Exercise bicycles have long been used by athletes and non-athletes alike as an aid to maintaining fitness. In general, such "bicycles" have only a front wheel which is raised from the ground and driven by a chain to simulate the sensation of cycling. Virtually all exercise bicycles are provided with some means of applying frictional resistance to the motion of the front wheel, usually by the application of a pressure roller to the front wheel tire, and in most cases the pressure is variable to suit the particular requirements of the user.
There is a need for a coin-operated exercise bicycle for use by those who wish to maintain their exercise routine while away from home and by those who do not have their own exercise bicycle. However, adapting the driven front wheel of a conventional bicycle to a coin-operated system presents problems because of the difficulty of mounting the drive resistance mechanism on the front wheel, quite apart from the tendency of such an assembly to destroy the illusion of unencumbered cycling. On the other hand, providing a rear wheel drive resistance mechanism demands a radical departure from the conventional exercise bicycle design.

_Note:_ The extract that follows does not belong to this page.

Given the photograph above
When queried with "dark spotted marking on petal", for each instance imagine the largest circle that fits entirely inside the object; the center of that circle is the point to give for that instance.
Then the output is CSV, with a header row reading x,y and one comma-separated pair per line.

The present coin-operated exercise bicycle overcomes these and other problems in a manner not revealed by the known prior art.
SUMMARY OF THE INVENTIONThis coin-operated exercise bicycle provides a compact drive resistance assembly without radical departure from the structure of a conventional exercise bicycle.
The coin-operated exercise bicycle includes a frame having a front fork portion, a rear support portion and an intermediate portion connecting the front and rear portions; a wheel mounted to said front fork portion; a pedal sprocket mounted to the intermediate frame portion; and a drive resistance assembly connected to the pedal sprocket.
The drive resistance assembly includes support means; coin actuated switch means including a timer; a shaft rotatively mounted to the support means; a brake means for selectively applying resistance to rotation of the shaft; lock means actuated by the switch means and operatively engageable with the shaft to lock the shaft; and a drive means operatively connected between the shaft and the exercise bicycle.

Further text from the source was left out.